March Evangel University art exhibit: “Ecce Homo: Behold the man”

Marco Gerke woodcut at evangel

The Evangel University Fine Art & Design Gallery is hosting a touring art exhibit with 21 images dating from the early 17thcentury to the contemporary, called “Ecce Homo: Behold the man,” March 1-30, 2020.

The exhibit is free and open to the public.

The gallery is located in the Lawrence & Alletha Barnett Fine Arts Center, just south of the Spence Chapel, facing 1111 N. Glenstone Ave. Regular hours are Monday through Friday from 8 a.m. to 5 p.m.

 

The exhibit

“Ecce Homo: Behold the man” is an exhibition that uses images which illustrate the face of Jesus as He is condemned by the crowd, following the passage in Matthew 27: “And the governor said, ‘Why, what evil hath he done?’ But they cried out the more, saying, ‘Let him be crucified.’”

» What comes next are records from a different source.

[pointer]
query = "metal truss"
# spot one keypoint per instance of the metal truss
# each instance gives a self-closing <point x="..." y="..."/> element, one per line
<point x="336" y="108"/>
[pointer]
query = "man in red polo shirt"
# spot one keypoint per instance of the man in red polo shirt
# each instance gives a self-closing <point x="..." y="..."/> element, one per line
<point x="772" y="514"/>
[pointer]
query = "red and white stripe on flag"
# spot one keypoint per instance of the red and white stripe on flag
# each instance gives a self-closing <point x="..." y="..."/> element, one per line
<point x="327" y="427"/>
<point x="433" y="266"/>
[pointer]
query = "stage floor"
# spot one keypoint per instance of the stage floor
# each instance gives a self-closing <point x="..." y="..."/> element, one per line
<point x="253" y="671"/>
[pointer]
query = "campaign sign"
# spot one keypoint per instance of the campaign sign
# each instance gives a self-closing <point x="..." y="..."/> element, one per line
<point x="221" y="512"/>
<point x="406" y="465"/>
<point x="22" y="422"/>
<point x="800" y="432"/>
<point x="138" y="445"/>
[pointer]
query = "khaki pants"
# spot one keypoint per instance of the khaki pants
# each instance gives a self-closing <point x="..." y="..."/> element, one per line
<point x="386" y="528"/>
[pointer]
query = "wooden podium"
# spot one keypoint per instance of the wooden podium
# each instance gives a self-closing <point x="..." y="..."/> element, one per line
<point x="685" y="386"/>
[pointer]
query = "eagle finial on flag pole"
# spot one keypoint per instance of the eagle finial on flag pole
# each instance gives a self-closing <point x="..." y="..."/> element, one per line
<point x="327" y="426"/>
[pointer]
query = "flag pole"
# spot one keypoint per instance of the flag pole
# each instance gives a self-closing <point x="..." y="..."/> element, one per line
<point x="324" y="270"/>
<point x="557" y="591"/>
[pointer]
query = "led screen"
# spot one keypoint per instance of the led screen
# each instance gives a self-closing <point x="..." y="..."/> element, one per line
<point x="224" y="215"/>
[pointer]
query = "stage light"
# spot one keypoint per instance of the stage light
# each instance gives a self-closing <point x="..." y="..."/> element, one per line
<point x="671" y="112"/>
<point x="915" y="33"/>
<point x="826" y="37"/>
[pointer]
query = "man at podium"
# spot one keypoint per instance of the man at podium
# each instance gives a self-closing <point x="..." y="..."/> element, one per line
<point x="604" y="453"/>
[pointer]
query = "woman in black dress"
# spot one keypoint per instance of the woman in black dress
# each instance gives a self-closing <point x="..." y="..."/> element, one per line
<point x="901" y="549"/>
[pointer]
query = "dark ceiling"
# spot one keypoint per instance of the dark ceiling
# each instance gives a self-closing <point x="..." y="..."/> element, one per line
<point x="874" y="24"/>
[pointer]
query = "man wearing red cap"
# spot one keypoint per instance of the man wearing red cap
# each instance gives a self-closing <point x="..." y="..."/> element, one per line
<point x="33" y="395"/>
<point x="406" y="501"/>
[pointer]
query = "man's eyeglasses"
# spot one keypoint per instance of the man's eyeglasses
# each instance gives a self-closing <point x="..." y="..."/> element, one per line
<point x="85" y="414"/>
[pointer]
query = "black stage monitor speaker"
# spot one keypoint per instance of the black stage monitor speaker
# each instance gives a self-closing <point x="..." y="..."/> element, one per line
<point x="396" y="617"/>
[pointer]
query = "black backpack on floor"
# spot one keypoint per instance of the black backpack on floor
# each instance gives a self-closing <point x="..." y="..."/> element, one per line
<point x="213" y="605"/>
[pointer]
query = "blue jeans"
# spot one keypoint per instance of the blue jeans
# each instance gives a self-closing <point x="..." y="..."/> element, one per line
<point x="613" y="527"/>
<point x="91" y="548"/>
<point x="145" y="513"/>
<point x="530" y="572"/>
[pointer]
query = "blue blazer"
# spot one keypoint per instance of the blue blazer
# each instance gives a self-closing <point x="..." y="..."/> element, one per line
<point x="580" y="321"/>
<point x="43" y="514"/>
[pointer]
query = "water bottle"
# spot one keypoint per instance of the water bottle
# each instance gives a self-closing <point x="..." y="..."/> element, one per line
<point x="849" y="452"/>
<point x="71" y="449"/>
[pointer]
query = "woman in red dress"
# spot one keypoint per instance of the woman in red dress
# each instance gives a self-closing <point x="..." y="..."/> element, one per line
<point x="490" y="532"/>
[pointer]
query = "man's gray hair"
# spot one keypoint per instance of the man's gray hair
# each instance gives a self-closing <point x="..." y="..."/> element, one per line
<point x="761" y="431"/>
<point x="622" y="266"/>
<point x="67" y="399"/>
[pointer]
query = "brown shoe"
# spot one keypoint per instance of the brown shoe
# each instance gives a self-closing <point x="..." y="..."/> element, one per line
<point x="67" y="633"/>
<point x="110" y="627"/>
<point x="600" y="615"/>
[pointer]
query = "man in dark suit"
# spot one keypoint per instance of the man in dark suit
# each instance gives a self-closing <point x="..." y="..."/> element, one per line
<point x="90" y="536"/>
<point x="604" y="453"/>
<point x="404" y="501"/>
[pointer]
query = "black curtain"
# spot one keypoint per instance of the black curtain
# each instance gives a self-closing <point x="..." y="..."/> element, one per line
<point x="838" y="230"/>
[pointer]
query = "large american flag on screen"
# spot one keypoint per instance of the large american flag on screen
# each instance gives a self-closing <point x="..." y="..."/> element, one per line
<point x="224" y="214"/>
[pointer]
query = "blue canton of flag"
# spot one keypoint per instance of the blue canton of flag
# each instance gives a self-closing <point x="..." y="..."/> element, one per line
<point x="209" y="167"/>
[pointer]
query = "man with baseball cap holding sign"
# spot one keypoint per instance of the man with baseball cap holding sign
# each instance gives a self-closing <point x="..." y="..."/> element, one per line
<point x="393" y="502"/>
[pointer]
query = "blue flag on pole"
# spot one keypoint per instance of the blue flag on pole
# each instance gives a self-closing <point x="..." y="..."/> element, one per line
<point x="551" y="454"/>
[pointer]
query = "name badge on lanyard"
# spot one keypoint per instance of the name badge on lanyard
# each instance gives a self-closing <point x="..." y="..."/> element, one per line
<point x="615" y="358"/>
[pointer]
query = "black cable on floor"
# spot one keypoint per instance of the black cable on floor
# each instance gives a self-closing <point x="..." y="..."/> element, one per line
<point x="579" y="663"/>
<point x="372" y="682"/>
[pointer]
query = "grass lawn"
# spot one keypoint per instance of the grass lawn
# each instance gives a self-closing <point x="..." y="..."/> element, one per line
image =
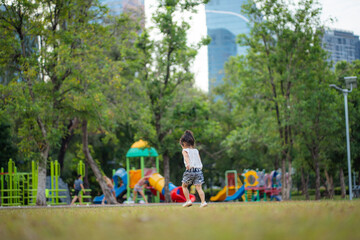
<point x="258" y="220"/>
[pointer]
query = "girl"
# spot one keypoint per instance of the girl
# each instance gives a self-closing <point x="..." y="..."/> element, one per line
<point x="193" y="173"/>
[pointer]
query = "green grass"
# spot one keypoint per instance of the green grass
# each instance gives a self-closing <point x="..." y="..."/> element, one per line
<point x="258" y="220"/>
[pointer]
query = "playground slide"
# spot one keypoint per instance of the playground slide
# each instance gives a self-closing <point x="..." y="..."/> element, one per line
<point x="236" y="195"/>
<point x="120" y="173"/>
<point x="158" y="182"/>
<point x="221" y="196"/>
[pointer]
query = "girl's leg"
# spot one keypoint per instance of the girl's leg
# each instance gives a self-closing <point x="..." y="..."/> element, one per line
<point x="201" y="192"/>
<point x="186" y="191"/>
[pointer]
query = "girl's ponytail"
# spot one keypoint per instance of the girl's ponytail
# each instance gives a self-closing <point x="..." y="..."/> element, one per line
<point x="188" y="138"/>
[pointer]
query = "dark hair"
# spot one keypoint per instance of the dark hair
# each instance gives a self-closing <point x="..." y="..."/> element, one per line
<point x="188" y="138"/>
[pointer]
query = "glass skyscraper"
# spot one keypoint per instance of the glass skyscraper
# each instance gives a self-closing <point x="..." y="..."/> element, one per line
<point x="224" y="22"/>
<point x="343" y="45"/>
<point x="116" y="7"/>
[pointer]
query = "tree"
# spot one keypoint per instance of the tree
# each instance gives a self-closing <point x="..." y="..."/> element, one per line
<point x="166" y="65"/>
<point x="281" y="47"/>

Ecce Homo is Latin for “behold the man.” It refers to the presentation of Christ by the Roman general, Pontius Pilate. The earliest that Ecce Homo was depicted is found in ninth and tenth century Syrian-Byzantine Empire artwork.

Because high-ranking Jewish officials attended Jesus’s questioning and didn’t enter the house of Pilate, historians believe that Pilate had to bring Jesus outside of his home to present him to the crowd. This made early Syrian-Byzantine artists show Jesus crowned in thorns and donning purple robes outside of Pilate’s home.

Two pieces displayed in the show by Jacques Callot and Cornelius Cort show Christ being presented to the crowd in the street by Pilate.

Otto Dix’s version of Ecce Homo shows the crowd seething with anger, pointing fingers at and taunting Jesus. Michel Ciry and George Rouault portray Jesus as bare-chested with a purple robe thrown over his shoulder.

“We are very grateful that Sandra Bowden has made this work available to show on our campus,” said Michael Buesking, a professor of art at Evangel.

“The title of the exhibition itself may cause us to ponder the mystery of Christ coming as a human being and submitting himself to this treatment, and ultimately to death on a cross.”